Wednesday, July 28, 2010

ughh, i'm feeling bad

So, I'm having other boy related issues aside from the G thing and my flirting with Juan. It's been bugging me since I got back from work and I thought I'd try to vent here and see if it makes me feel better.

Colleague who's in love with me, we'll call him Y, is making me feel crappy. I don't think I should feel bad about him but I do anyways. It's not within my power to reciprocate his feelings and when he goes into his bouts of...of...longing (?), I get irritated and I act indifferent. Then his feelings get hurt.

Since his confession/admission last February, we have talked about his feelings (and the lack of mine). All these times, I have tried to be supportive and encouraged him to meet other people and give other girls a chance but he says that he feels burned by the thing with me and is scared. Again, not my responsibility. I have not encouraged him further (if at all) and have tried valiantly to keep maintaining a friendly but firmly non-romantic demeanor.

And why is it should he expect that his confession should warrant the result he hopes?

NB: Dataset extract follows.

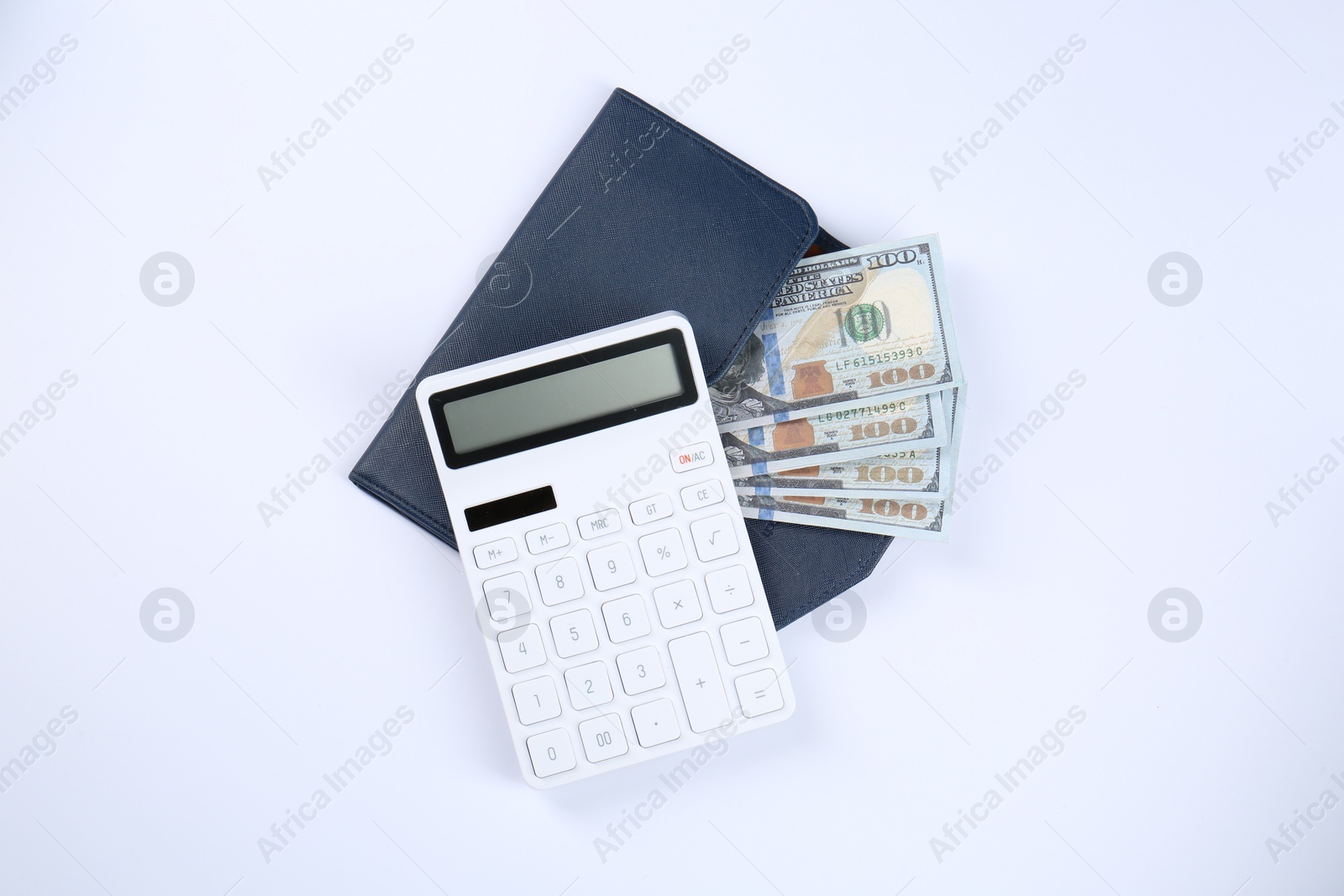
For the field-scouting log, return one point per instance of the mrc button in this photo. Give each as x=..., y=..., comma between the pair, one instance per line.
x=691, y=457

That's what baffles me. This isn't the first time someone has declared their love for me and seem to have expectations of me falling at their feet in gratitude. Why do these guys don't get that feelings are a two way street. Just because one of you have 'em does not mean that the other person will too once you reveal your hand to them.

He's talked about moving on to a different job and whatnot and though I feel he's an integral part of the team, I don't discourage/encourage him in his decisions. If any changes are forthcoming, it will be wholly his decision and I will play no active part in him taking it. For selfish reasons, I want him to get over me and just stay put because if he leaves, I am screwed on the work front, what with having to undertake his side of the job on top of my own. On a personal front, at least I will more comfortable without having him making eyes at me.

Today he kept staring at me during the ride back home. During the times when it started irritating me, I would look back at him but keep my face blank until he looked away but the last straw was when we had the staredown and he wasn't backing down so I looked away first but before that, I made sure he saw the irritation on my face. I narrowed my eyes and frowned in annoyance. I had told him before that I despised being looked at as it makes me feel uncomfortable and I will always frown when I find him looking at me. I guess he now understands the subtleties of my expressions cos he looked sad afterwards.

Then I kept seeing him rubbing his left eye. I suspected he was trying to not cry. I am not saying he was teary because of me. When we got back to our house, I asked him why he looked sad. He didn't say anything but kept looking at me. I asked him if he was crying. Then he just shook his head and said that it was nothing. I then walked off to my apartment but said for him to not feel sad.

I don't know that it was me that made him sad but he has me feeling bad right now. I cannot help the way I feel and I cannot help the way he feels. It's just a messy emotional landmine that sometimes I just don't have the patience to deal with. I don't know if I am not being clear enough about my non-feelings for him. I have told him directly that I am not intersted in him that way, that I don't think I'll ever fall in love again and so on, so forth. Despite his saying he understands, I can't help shake the feeling he hopes I'll change my mind or that his actions will change my mind.

I remember during one discussion we were having and I told him that I am not the girl for his first serious relationship and he said to me that he didn't want me as a girlfriend but to make me his wife. I cannot comprehend how you can come to the conclusion that you want to marry someone without knowing if the other person feels anything in the same ballpark as you. Why do you do this to yourself? It seriously baffles me. What the hell am I supposed to do with that?